By Michael Evans
Much learning takes place outside of the traditional classroom.
Outdoor enthusiast Dan Potts teaches three popular classes in West High School’s Community Education program during the first part of the year – Ice Fishing, Fly Tying, and Wild Food Foraging. Mr. Potts also teaches Intensive Gardening later in the spring, about growing the most food in the smallest available space.
The Salt Lake City School District’s Community Education Program has a flexible system that allows the public four ways of registering for a multitude of different classes at the three different sites at East, Highland and West High Schools. Brian O’Neal, who manages the program at West, stressed how well online registration worked, and how popular and efficient it was compared to mail-in registration, phone registration, or rare cases of in-person registration.
Instead of mailing out bulky paper catalogs this year, the district mailed postcards with the web address of the online catalog. Classes vary in duration, beginning and ending throughout the semester, with other classes replacing them. To access the printable catalog, go to www.slcschools.org/departments/community-education/documents/17-18-winter-catalog.pdf
Online registration helps everyone by keeping a person’s chosen class from being cancelled, or even over-booked. For instance, there are only ten kits readily available for Fly Tying. Classes are cancelled if there are less than five students. Online registration starts on January 3 and classes start the week of January 16.

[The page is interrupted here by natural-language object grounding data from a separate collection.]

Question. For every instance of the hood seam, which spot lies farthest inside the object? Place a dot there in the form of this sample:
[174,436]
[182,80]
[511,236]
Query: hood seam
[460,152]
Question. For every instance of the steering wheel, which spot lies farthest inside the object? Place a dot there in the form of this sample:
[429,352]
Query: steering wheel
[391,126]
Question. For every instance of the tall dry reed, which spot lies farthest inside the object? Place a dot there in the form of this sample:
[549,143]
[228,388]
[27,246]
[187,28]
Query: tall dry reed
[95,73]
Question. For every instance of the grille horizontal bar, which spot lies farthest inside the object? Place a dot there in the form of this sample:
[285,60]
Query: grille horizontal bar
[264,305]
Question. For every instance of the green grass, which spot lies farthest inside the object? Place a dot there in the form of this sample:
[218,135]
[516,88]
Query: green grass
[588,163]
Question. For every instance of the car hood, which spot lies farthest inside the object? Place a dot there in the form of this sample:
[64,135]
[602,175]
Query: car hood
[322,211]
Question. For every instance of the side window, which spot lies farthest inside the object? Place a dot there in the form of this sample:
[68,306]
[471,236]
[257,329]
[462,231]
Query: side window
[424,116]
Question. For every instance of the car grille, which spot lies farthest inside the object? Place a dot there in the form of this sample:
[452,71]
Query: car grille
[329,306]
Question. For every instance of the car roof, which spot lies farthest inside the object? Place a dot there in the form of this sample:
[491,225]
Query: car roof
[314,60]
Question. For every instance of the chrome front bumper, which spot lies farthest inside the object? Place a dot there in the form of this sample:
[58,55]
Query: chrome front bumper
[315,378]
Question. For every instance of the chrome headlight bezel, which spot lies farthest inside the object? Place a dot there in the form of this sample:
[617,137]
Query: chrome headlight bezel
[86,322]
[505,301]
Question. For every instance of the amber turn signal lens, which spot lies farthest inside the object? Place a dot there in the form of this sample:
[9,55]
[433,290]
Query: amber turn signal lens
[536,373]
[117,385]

There’s a category called “Enrichment” in the catalog, but O’Neal said, “Everything we offer is an Enrichment Program!” He mentioned the importance of word of mouth recommendations, as Potts also pointed out, which drives many students to try his classes.
O’Neal spoke about a Hip Hop class and an eight-week Zumba class, both taught by Chelsea Fernandez. He also mentioned a Bollywood Dance class taught by Divya Narayanan. Youth Karate is also well-attended, as are computer software classes like Quick Books, Excel, Power Point, and Word. O’Neal said he is always on the lookout for new teachers with good ideas.
Potts’ Ice Fishing class meets in Room 200 on the second floor of West High School’s Main Building, starting at 6:30 p.m. on Monday January 22. There are 4 sessions of two hours each. Potts teaches how to enjoy getting above the winter inversions to bask in the sunshine while catching your evening meal on nearby mountain lakes.
Potts’ Fly Tying class meets the next night, Tuesday January 23 in Room 200 as well, but it meets five times during the course. His Wild Foods Foraging class meets twice a year in spring and autumn for six sessions each and roughly 30 people sign up for the experience. It costs $50.00, but the demand for this process mean that class sizes are limited to just over two dozen people. There’s a strong element of fun in all of Pott's classes as well, and he says “I intend to make it that way.”